I pray that you experience His love today and are comforted by His death which enables you to live forgiven and free. His mercies are new every morning, what a gift.
The Parable of the Unmerciful Servant
21Then Peter came to Jesus and asked, “Lord, how many times shall I forgive my brother when he sins against me? Up to seven times?”
23“Therefore, the kingdom of heaven is like a king who wanted to settle accounts with his servants. 24As he began the settlement, a man who owed him ten thousand talentsg was brought to him. 25Since he was not able to pay, the master ordered that he and his wife and his children and all that he had be sold to repay the debt.

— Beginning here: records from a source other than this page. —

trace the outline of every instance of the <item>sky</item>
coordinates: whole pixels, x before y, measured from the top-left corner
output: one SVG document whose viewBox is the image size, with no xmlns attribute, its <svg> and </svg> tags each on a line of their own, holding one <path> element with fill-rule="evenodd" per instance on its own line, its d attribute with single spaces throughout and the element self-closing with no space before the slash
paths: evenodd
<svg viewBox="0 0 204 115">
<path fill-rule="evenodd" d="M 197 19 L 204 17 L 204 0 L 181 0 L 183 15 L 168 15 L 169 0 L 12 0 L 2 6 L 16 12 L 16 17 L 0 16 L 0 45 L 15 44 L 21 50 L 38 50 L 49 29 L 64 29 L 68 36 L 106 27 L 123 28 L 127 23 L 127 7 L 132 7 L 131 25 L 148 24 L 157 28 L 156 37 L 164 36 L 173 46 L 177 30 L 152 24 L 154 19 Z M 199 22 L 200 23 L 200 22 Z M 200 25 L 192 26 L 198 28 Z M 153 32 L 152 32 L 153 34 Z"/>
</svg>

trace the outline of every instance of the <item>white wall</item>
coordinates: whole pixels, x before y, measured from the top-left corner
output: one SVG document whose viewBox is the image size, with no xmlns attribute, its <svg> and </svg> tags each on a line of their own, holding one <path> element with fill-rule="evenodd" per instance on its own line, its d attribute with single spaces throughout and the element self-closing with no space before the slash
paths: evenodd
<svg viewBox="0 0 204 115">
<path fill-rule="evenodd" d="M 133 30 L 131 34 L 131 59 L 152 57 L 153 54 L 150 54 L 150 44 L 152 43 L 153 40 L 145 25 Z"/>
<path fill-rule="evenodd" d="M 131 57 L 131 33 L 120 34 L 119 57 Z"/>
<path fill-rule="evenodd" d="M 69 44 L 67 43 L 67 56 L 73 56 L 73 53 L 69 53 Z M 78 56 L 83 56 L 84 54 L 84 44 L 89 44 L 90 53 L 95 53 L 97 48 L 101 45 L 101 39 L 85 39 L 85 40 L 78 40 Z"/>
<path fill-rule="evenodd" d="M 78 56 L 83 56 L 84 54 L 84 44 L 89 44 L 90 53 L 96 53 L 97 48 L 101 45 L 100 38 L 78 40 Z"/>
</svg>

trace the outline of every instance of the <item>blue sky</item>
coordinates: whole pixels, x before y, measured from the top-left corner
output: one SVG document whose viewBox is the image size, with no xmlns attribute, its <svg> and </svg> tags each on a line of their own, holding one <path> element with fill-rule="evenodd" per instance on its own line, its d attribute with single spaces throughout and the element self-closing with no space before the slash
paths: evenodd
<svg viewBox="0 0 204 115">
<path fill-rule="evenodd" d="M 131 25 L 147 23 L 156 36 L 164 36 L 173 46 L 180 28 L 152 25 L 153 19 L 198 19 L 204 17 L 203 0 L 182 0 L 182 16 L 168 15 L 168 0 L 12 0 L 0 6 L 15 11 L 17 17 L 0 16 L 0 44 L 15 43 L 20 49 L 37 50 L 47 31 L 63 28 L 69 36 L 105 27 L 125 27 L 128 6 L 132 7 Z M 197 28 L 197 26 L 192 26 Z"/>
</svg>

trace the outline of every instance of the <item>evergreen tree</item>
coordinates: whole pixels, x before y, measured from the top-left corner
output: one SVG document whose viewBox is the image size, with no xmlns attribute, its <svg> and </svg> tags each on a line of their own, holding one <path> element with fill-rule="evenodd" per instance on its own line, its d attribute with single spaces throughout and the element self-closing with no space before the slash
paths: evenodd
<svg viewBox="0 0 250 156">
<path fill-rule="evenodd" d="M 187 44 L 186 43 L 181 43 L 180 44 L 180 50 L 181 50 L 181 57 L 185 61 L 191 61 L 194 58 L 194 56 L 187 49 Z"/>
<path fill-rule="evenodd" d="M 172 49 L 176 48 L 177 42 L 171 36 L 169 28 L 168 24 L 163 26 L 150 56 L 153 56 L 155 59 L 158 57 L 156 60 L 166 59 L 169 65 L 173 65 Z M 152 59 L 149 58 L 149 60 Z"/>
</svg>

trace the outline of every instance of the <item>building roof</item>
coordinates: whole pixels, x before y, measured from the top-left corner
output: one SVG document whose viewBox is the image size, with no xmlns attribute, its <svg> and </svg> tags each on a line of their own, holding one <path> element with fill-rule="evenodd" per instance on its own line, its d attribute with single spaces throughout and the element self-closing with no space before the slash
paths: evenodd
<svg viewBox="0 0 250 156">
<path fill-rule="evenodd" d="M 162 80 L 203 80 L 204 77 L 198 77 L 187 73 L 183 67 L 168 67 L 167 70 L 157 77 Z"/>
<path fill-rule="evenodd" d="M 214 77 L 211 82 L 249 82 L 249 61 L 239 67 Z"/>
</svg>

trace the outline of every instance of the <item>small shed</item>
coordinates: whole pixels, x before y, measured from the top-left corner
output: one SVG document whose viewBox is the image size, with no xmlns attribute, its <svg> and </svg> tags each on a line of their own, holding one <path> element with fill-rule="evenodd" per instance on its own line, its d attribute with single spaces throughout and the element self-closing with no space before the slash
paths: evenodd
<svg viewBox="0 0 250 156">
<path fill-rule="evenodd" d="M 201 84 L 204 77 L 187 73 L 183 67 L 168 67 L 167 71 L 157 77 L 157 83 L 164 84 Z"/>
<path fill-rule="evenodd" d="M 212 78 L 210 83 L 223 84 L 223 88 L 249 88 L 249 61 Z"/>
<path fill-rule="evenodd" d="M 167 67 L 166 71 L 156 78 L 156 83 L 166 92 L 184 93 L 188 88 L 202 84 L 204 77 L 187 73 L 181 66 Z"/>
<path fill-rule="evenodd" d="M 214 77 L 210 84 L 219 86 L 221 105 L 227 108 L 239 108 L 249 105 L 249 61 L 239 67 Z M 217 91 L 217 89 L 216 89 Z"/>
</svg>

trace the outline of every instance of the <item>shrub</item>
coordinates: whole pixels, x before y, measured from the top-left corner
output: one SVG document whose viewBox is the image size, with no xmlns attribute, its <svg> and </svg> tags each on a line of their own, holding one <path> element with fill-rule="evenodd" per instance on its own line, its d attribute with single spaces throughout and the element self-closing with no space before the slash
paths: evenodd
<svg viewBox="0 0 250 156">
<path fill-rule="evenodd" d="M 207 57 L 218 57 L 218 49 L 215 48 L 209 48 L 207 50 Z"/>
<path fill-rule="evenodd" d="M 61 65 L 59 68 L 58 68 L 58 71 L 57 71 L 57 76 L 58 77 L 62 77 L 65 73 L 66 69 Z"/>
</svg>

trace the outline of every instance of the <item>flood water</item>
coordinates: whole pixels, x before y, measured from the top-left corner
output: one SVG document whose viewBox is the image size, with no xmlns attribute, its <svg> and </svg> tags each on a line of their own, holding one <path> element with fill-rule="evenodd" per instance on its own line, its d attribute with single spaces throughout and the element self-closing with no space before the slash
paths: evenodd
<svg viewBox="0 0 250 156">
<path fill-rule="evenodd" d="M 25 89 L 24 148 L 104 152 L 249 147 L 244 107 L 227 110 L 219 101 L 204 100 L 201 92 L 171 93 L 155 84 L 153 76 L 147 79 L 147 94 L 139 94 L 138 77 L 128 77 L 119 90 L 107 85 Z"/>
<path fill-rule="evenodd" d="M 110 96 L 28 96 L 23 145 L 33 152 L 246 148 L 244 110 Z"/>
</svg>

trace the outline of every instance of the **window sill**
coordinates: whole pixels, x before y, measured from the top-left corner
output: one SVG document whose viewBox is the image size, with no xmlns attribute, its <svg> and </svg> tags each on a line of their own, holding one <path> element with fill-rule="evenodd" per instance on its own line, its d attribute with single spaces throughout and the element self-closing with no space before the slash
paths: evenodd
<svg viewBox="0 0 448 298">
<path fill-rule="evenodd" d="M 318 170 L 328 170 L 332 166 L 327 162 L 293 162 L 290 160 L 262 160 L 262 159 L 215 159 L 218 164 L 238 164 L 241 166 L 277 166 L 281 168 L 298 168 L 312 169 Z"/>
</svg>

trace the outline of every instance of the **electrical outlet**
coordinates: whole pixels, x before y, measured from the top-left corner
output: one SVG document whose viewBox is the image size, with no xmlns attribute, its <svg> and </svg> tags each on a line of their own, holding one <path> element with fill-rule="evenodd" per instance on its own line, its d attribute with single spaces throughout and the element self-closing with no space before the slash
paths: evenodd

26“The servant fell on his knees before him. ‘Be patient with me,’ he begged, ‘and I will pay back everything.’ 27The servant’s master took pity on him, canceled the debt and let him go.
28“But when that servant went out, he found one of his fellow servants who owed him a hundred denarii.h He grabbed him and began to choke him. ‘Pay back what you owe me!’ he demanded.
29“His fellow servant fell to his knees and begged him, ‘Be patient with me, and I will pay you back.’
30“But he refused. Instead, he went off and had the man thrown into prison until he could pay the debt. 31When the other servants saw what had happened, they were greatly distressed and went and told their master everything that had happened.
32“Then the master called the servant in. ‘You wicked servant,’ he said, ‘I canceled all that debt of yours because you begged me to. 33Shouldn’t you have had mercy on your fellow servant just as I had on you?’ 34In anger his master turned him over to the jailers to be tortured, until he should pay back all he owed.
35“This is how my heavenly Father will treat each of you unless you forgive your brother from your heart.”